Desperately seek()ing S3 Mountpoints

Context: images.nasa.gov metadata

In our work on images.nasa.gov, we extract metadata from image, video, and audio files to make them searchable. Some of these files can be quite large, especially the 4K video files we’re seeing now. 

The entire site runs on Amazon Web Services (AWS), with our media files stored on S3 object storage, and metadata extraction running on EC2 autoscaling instances.
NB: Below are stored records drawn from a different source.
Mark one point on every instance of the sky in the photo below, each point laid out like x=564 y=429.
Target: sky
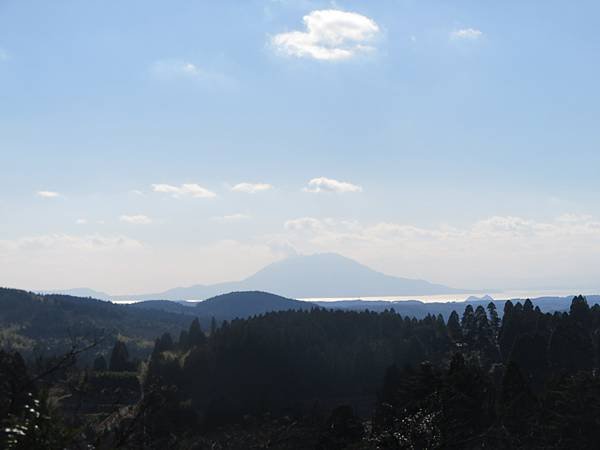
x=148 y=144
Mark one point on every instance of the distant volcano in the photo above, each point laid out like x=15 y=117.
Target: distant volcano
x=319 y=275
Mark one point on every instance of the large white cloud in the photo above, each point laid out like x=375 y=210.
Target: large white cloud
x=251 y=188
x=191 y=189
x=323 y=184
x=330 y=35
We download the media files from S3 to EC2, then use ExifTool to pull out EXIF, IPTC, and XMP data including date, title, photographer, camera, geolocation, size, and other technical details. 

This has worked fine for us, but presents two concerns: the copy can take nontrivial time, even over AWS internal network; the file may be too big for our currently configured EC2 EBS storage. 

Talk Nerdy to Me

Although ExifTool can read data streamed from S3, that sequential access requires it to read the entire file; this is just as slow as copying it, and trades RAM for disk. 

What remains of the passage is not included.